I want to present to you the first article from a series that I want to start — a series of articles about artists who see the urban environment around us in their own way and explore it through their creativity. Here is the work of a very unusual artist, drawing very unusual landscapes.
Cate Inglis is a modern Scottish landscape painter, and she lives in Glasgow. Her detailed paintings-drawings, painted with oil on wooden panels, explore the transience of the existence of built-up urban environment. Cate is focused on abandoned industrial buildings, and the special charm of her work lies in some chronicles of layers of dark structures, now unused and gradually collapsing.
Сate says: "My practice is related to the layers and structure of the urban landscape: the transience of the built environment in the relentless process of change. I'm looking for overgrown, abandoned places and wastelands where disappearing buildings are gradually being destroyed. Urban research is a key part of my practice, and recent work has included exploring the outskirts of urban areas. Dark, industrial facilities that are out of use. Structures left to collapse, overflowing with plant life."

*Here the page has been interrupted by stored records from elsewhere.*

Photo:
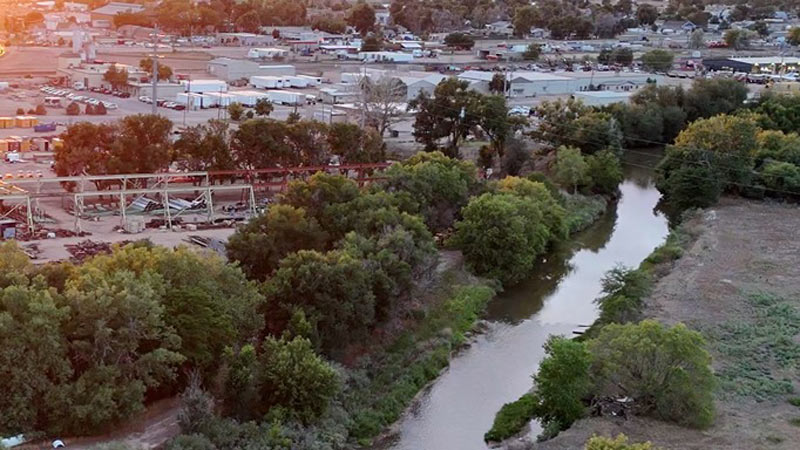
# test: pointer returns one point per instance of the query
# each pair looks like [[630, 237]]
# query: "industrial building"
[[764, 65], [602, 98], [230, 69], [391, 57], [533, 84]]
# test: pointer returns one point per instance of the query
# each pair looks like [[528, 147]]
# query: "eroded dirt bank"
[[738, 284]]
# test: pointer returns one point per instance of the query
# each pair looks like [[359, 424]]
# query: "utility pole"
[[155, 71]]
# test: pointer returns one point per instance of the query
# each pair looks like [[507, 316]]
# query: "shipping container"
[[23, 122]]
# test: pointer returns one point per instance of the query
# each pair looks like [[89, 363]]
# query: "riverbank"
[[419, 355], [738, 283], [458, 408]]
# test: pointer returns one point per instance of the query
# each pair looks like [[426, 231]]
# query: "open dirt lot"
[[739, 284]]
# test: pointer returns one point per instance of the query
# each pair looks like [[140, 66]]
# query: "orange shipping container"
[[23, 122]]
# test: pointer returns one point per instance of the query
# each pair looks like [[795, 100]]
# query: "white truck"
[[286, 98]]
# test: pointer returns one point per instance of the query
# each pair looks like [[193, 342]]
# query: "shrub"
[[291, 375], [73, 109], [666, 371], [562, 382], [570, 167], [618, 443], [501, 235], [605, 172], [511, 418], [623, 294], [782, 177], [260, 245]]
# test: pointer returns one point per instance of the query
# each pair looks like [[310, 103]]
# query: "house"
[[502, 27], [108, 11], [414, 85], [677, 26], [383, 57], [382, 17]]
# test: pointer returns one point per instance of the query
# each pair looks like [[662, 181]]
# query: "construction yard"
[[57, 218]]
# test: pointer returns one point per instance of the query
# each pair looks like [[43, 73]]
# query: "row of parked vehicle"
[[163, 103], [106, 91], [65, 93]]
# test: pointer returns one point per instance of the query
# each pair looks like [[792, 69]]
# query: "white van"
[[53, 102]]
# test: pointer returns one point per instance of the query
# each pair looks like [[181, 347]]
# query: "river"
[[455, 412]]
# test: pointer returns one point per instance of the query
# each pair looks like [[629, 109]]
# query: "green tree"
[[117, 78], [439, 185], [143, 144], [73, 109], [30, 325], [261, 142], [793, 37], [737, 39], [501, 235], [714, 155], [605, 171], [553, 214], [665, 370], [532, 52], [498, 83], [697, 39], [525, 17], [562, 382], [319, 194], [260, 245], [708, 98], [460, 41], [570, 167], [263, 107], [362, 17], [658, 60], [164, 71], [371, 43], [292, 376], [208, 313], [334, 291], [646, 14], [783, 177], [450, 113], [236, 111], [205, 147]]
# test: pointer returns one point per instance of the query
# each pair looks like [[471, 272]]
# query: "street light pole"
[[155, 71]]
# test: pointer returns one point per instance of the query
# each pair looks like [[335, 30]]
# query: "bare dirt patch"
[[739, 285]]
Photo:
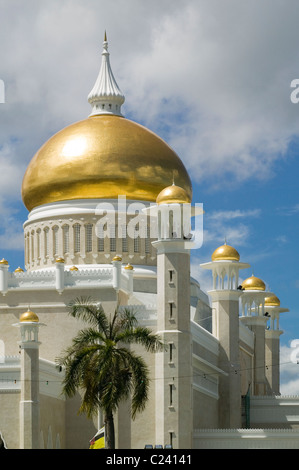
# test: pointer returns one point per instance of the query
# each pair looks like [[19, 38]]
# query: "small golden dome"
[[272, 301], [225, 252], [129, 267], [173, 195], [74, 268], [253, 283], [29, 316], [102, 157], [19, 270]]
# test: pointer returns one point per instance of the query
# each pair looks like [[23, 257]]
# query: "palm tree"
[[100, 364]]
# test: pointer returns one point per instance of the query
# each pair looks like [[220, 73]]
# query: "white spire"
[[106, 97]]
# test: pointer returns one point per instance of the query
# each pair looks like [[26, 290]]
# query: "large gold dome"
[[103, 156]]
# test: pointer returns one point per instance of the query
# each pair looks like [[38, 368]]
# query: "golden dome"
[[129, 267], [253, 283], [272, 301], [225, 252], [19, 270], [173, 194], [103, 156], [29, 316]]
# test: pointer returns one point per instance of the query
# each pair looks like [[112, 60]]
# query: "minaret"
[[253, 316], [173, 367], [225, 266], [29, 404], [106, 96], [272, 353]]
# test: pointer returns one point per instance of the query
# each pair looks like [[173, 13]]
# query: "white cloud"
[[213, 76]]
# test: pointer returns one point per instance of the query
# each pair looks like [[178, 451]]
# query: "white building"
[[217, 385]]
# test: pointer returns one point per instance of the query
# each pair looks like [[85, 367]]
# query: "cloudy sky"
[[211, 77]]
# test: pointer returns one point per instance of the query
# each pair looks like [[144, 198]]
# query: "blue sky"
[[210, 77]]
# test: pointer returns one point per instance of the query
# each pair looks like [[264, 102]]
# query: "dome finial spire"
[[106, 97]]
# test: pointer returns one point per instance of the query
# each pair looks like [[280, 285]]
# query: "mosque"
[[217, 383]]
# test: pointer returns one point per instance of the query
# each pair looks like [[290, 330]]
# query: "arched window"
[[77, 238], [112, 239], [65, 238]]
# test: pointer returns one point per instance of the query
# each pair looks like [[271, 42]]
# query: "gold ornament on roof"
[[173, 195], [253, 283]]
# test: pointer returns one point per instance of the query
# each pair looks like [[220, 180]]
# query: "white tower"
[[225, 266], [173, 366], [273, 332], [29, 403], [253, 316]]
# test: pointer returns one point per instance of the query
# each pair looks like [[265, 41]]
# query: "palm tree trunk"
[[109, 431]]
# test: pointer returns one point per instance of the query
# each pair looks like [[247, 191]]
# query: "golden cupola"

Сate was born in Greenock in 1975 and graduated from Glasgow School of Art as a Bachelor of Arts in 1999. At first she worked as a designer, then continued her career as a freelance art teacher. Throughout this period, Cate continued her painting practice, and in 2013 she was awarded the RGI Armour Prize for landscape painting. Since 2013 she has been painting full-time.
Isn't it a wonderful work? As they say, learn to see beauty in everything around us.